Abstract:Reconfigurable intelligent surfaces enhance wireless systems by reshaping propagation environments. However, dynamic metasurfaces (MSs) with numerous phase-shift elements incur undesired control and hardware costs. In contrast, static MSs (SMSs), configured with static phase shifts pre-designed for specific communication demands, offer a cost-effective alternative by eliminating element-wise tuning. Nevertheless, SMSs typically support a single beam pattern with limited flexibility. In this paper, we propose a novel Movable Intelligent Surface (MIS) technology that enables dynamic beamforming while maintaining static phase shifts.
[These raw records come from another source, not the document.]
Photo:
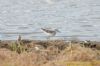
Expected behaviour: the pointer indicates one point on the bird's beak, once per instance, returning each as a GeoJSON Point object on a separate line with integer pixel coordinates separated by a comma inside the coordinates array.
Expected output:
{"type": "Point", "coordinates": [58, 31]}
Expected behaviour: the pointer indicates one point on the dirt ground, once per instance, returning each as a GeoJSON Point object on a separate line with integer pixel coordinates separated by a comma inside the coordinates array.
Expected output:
{"type": "Point", "coordinates": [47, 53]}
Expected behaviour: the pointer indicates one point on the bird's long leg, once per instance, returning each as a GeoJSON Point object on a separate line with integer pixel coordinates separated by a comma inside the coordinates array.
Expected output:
{"type": "Point", "coordinates": [48, 38]}
{"type": "Point", "coordinates": [70, 48]}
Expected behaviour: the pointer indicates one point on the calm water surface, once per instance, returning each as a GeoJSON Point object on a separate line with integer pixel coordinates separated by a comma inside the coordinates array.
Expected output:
{"type": "Point", "coordinates": [74, 18]}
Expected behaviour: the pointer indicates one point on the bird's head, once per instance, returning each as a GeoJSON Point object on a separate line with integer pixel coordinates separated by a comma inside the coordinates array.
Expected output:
{"type": "Point", "coordinates": [57, 30]}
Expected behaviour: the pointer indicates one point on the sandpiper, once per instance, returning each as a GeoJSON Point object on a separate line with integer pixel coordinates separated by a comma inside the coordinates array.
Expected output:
{"type": "Point", "coordinates": [50, 32]}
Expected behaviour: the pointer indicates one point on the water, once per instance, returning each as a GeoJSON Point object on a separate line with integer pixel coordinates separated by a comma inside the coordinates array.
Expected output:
{"type": "Point", "coordinates": [74, 18]}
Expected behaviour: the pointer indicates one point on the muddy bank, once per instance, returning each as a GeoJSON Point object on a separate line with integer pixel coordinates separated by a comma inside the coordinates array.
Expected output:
{"type": "Point", "coordinates": [47, 53]}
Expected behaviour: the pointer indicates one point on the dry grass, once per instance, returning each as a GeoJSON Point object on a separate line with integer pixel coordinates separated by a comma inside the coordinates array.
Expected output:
{"type": "Point", "coordinates": [52, 53]}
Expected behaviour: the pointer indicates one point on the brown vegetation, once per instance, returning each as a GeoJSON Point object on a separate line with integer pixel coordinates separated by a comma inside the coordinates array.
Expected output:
{"type": "Point", "coordinates": [46, 53]}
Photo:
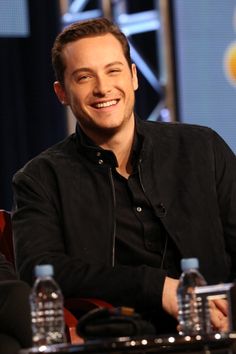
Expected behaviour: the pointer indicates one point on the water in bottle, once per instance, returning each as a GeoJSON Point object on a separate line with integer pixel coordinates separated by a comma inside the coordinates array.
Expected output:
{"type": "Point", "coordinates": [47, 314]}
{"type": "Point", "coordinates": [193, 310]}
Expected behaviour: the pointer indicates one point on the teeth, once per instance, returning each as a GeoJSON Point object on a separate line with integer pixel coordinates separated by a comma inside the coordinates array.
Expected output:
{"type": "Point", "coordinates": [105, 104]}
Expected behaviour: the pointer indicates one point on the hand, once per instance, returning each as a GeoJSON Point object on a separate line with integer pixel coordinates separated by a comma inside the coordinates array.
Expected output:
{"type": "Point", "coordinates": [219, 314]}
{"type": "Point", "coordinates": [169, 296]}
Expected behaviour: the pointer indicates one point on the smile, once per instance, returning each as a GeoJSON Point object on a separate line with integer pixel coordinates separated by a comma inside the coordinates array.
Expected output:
{"type": "Point", "coordinates": [105, 104]}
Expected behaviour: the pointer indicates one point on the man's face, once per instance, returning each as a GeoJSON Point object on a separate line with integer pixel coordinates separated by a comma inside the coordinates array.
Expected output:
{"type": "Point", "coordinates": [99, 85]}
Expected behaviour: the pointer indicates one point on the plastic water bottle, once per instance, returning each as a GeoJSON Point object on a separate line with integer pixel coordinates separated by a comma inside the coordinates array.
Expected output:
{"type": "Point", "coordinates": [47, 314]}
{"type": "Point", "coordinates": [193, 311]}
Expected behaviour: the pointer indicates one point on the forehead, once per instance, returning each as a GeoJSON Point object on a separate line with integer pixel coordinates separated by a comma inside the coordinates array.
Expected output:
{"type": "Point", "coordinates": [93, 51]}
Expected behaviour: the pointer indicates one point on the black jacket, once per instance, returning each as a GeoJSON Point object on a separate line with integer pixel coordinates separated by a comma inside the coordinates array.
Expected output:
{"type": "Point", "coordinates": [65, 212]}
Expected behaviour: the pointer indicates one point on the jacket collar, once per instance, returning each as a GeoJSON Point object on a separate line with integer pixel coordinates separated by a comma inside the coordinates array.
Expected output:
{"type": "Point", "coordinates": [104, 157]}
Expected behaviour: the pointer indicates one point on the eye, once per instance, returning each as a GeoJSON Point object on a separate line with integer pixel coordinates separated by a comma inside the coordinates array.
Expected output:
{"type": "Point", "coordinates": [83, 78]}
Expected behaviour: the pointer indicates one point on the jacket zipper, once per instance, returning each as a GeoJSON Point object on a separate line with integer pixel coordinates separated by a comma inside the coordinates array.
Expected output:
{"type": "Point", "coordinates": [114, 223]}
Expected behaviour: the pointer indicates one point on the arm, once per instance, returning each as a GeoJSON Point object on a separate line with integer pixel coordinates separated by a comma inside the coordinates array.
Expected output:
{"type": "Point", "coordinates": [225, 174]}
{"type": "Point", "coordinates": [6, 269]}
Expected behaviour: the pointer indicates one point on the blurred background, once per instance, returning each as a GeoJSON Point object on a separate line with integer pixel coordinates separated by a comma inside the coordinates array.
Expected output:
{"type": "Point", "coordinates": [185, 51]}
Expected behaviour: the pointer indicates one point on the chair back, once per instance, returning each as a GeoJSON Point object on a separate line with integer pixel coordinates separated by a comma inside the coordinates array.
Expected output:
{"type": "Point", "coordinates": [6, 238]}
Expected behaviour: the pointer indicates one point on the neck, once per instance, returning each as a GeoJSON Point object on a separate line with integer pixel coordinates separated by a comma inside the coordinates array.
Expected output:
{"type": "Point", "coordinates": [120, 143]}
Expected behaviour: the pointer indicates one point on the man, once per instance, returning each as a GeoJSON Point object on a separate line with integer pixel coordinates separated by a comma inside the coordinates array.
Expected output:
{"type": "Point", "coordinates": [15, 329]}
{"type": "Point", "coordinates": [115, 206]}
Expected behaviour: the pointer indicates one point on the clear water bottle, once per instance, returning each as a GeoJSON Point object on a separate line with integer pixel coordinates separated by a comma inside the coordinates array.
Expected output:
{"type": "Point", "coordinates": [193, 310]}
{"type": "Point", "coordinates": [47, 314]}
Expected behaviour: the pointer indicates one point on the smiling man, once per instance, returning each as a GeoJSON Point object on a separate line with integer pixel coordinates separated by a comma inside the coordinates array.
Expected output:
{"type": "Point", "coordinates": [116, 205]}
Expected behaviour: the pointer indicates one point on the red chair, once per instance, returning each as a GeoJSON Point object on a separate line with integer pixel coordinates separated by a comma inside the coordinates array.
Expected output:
{"type": "Point", "coordinates": [78, 306]}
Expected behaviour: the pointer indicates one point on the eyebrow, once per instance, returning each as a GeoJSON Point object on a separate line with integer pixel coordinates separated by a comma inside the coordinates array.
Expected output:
{"type": "Point", "coordinates": [86, 69]}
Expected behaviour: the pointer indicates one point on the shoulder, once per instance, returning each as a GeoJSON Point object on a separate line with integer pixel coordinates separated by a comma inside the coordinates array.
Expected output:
{"type": "Point", "coordinates": [52, 156]}
{"type": "Point", "coordinates": [181, 133]}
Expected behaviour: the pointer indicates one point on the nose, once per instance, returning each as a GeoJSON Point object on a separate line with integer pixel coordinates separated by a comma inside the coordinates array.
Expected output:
{"type": "Point", "coordinates": [102, 86]}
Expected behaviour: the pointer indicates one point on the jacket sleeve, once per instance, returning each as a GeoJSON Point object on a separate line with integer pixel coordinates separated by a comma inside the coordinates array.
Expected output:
{"type": "Point", "coordinates": [6, 269]}
{"type": "Point", "coordinates": [225, 176]}
{"type": "Point", "coordinates": [39, 238]}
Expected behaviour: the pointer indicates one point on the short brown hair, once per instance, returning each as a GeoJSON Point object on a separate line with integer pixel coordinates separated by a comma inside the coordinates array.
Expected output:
{"type": "Point", "coordinates": [85, 29]}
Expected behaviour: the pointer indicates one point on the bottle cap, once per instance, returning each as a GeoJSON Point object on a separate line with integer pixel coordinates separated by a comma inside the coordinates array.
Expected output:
{"type": "Point", "coordinates": [187, 263]}
{"type": "Point", "coordinates": [43, 270]}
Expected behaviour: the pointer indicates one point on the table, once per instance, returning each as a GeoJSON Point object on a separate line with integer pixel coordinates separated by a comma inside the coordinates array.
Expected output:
{"type": "Point", "coordinates": [218, 343]}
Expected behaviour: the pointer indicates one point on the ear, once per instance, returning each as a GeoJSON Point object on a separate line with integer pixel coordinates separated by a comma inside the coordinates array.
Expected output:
{"type": "Point", "coordinates": [134, 77]}
{"type": "Point", "coordinates": [60, 92]}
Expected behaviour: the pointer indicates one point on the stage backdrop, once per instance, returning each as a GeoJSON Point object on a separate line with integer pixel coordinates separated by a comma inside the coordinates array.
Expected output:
{"type": "Point", "coordinates": [205, 47]}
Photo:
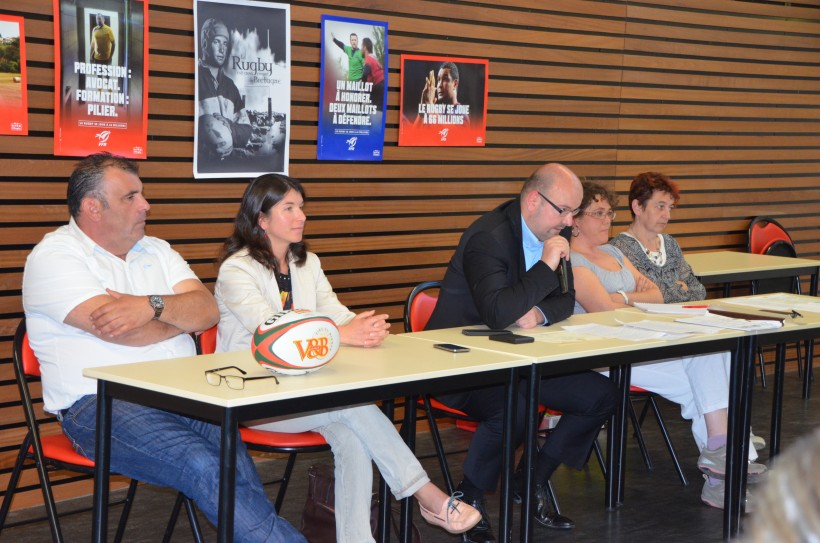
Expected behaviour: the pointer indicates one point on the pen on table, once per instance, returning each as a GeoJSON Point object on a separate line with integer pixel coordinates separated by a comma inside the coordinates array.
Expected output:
{"type": "Point", "coordinates": [792, 313]}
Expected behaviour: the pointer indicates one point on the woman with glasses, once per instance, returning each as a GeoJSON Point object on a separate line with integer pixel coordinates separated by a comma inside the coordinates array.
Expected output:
{"type": "Point", "coordinates": [605, 279]}
{"type": "Point", "coordinates": [266, 268]}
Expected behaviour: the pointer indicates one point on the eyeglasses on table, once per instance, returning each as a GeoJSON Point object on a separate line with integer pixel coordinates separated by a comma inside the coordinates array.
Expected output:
{"type": "Point", "coordinates": [236, 382]}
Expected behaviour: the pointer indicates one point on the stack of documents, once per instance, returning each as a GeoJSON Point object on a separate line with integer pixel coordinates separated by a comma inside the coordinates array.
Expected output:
{"type": "Point", "coordinates": [673, 309]}
{"type": "Point", "coordinates": [730, 323]}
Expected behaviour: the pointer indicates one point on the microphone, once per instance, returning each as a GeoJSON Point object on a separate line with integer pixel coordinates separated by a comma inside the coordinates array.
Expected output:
{"type": "Point", "coordinates": [562, 275]}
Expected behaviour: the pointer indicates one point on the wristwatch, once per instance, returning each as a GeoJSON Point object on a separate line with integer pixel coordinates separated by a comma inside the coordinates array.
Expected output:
{"type": "Point", "coordinates": [158, 304]}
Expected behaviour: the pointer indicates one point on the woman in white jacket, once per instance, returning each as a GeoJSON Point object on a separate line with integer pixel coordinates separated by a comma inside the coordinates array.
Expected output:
{"type": "Point", "coordinates": [266, 268]}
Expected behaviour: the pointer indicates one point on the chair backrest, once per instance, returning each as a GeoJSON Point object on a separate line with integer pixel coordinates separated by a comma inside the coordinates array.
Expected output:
{"type": "Point", "coordinates": [29, 364]}
{"type": "Point", "coordinates": [763, 233]}
{"type": "Point", "coordinates": [420, 305]}
{"type": "Point", "coordinates": [768, 237]}
{"type": "Point", "coordinates": [206, 341]}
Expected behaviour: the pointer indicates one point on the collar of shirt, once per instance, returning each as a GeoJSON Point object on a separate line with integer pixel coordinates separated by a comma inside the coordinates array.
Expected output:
{"type": "Point", "coordinates": [533, 247]}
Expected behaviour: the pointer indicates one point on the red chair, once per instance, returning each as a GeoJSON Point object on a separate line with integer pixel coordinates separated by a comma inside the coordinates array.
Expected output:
{"type": "Point", "coordinates": [270, 442]}
{"type": "Point", "coordinates": [766, 236]}
{"type": "Point", "coordinates": [648, 397]}
{"type": "Point", "coordinates": [55, 452]}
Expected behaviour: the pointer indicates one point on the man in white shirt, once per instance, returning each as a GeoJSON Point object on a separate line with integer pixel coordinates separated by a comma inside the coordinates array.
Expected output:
{"type": "Point", "coordinates": [97, 291]}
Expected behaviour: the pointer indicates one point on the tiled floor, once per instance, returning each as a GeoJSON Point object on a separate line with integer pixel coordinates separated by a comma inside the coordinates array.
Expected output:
{"type": "Point", "coordinates": [657, 507]}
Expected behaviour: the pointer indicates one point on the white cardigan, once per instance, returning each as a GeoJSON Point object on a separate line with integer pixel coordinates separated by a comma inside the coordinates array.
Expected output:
{"type": "Point", "coordinates": [247, 294]}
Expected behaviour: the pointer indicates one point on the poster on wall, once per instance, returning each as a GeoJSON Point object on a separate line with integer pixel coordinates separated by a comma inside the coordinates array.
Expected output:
{"type": "Point", "coordinates": [101, 77]}
{"type": "Point", "coordinates": [352, 89]}
{"type": "Point", "coordinates": [443, 101]}
{"type": "Point", "coordinates": [242, 124]}
{"type": "Point", "coordinates": [13, 95]}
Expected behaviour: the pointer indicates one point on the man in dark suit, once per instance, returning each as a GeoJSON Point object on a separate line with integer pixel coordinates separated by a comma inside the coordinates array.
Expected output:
{"type": "Point", "coordinates": [502, 273]}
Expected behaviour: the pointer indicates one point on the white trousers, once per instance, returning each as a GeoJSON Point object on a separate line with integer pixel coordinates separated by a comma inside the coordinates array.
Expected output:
{"type": "Point", "coordinates": [699, 384]}
{"type": "Point", "coordinates": [358, 435]}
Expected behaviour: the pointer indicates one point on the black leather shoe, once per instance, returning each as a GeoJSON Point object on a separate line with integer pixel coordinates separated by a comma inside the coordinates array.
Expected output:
{"type": "Point", "coordinates": [481, 532]}
{"type": "Point", "coordinates": [543, 514]}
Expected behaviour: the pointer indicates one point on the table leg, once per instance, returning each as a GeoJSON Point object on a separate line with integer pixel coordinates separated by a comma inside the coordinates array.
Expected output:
{"type": "Point", "coordinates": [808, 374]}
{"type": "Point", "coordinates": [528, 457]}
{"type": "Point", "coordinates": [777, 400]}
{"type": "Point", "coordinates": [227, 477]}
{"type": "Point", "coordinates": [409, 427]}
{"type": "Point", "coordinates": [737, 446]}
{"type": "Point", "coordinates": [102, 465]}
{"type": "Point", "coordinates": [616, 439]}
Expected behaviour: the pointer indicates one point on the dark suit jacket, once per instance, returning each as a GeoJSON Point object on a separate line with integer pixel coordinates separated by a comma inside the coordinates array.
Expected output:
{"type": "Point", "coordinates": [486, 281]}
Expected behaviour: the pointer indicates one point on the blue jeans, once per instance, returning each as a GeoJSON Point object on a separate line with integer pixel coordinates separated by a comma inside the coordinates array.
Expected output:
{"type": "Point", "coordinates": [165, 449]}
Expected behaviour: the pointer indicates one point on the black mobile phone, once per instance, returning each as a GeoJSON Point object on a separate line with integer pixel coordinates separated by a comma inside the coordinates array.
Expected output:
{"type": "Point", "coordinates": [451, 348]}
{"type": "Point", "coordinates": [513, 338]}
{"type": "Point", "coordinates": [484, 332]}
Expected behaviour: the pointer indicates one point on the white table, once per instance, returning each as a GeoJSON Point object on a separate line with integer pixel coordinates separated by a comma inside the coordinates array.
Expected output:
{"type": "Point", "coordinates": [729, 266]}
{"type": "Point", "coordinates": [401, 366]}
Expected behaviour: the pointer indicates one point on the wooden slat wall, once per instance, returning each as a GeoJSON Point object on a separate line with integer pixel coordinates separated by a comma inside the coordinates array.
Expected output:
{"type": "Point", "coordinates": [722, 95]}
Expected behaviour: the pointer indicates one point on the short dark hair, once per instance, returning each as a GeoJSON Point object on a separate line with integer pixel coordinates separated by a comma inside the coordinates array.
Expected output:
{"type": "Point", "coordinates": [207, 35]}
{"type": "Point", "coordinates": [86, 179]}
{"type": "Point", "coordinates": [452, 67]}
{"type": "Point", "coordinates": [647, 183]}
{"type": "Point", "coordinates": [596, 192]}
{"type": "Point", "coordinates": [260, 196]}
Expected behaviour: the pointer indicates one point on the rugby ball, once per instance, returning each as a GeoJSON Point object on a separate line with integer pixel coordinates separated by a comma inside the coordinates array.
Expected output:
{"type": "Point", "coordinates": [295, 342]}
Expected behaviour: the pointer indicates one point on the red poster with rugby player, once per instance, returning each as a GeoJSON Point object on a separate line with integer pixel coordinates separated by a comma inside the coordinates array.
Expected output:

Specifically, we design a MIS architecture comprising two closely stacked transmissive MSs: a larger fixed-position MS 1 and a smaller movable MS 2. By differentially shifting MS 2's position relative to MS 1, the MIS synthesizes distinct beam patterns. Then, we model the interaction between MS 2 and MS 1 using binary selection matrices and padding vectors and formulate a new optimization problem that jointly designs the MIS phase shifts and selects shifting positions for worst-case signal-to-noise ratio maximization. This position selection, equal to beam pattern scheduling, offers a new degree of freedom for RIS-aided systems. To solve the intractable problem, we develop an efficient algorithm that handles unit-modulus and binary constraints and employs manifold optimization methods. Finally, extensive validation results are provided. We implement a MIS prototype and perform proof-of-concept experiments, demonstrating the MIS's ability to synthesize desired beam patterns that achieve one-dimensional beam steering. Numerical results show that by introducing MS 2 with a few elements, MIS effectively offers beamforming flexibility for significantly improved performance. We also draw insights into the optimal MIS configuration and element allocation strategy.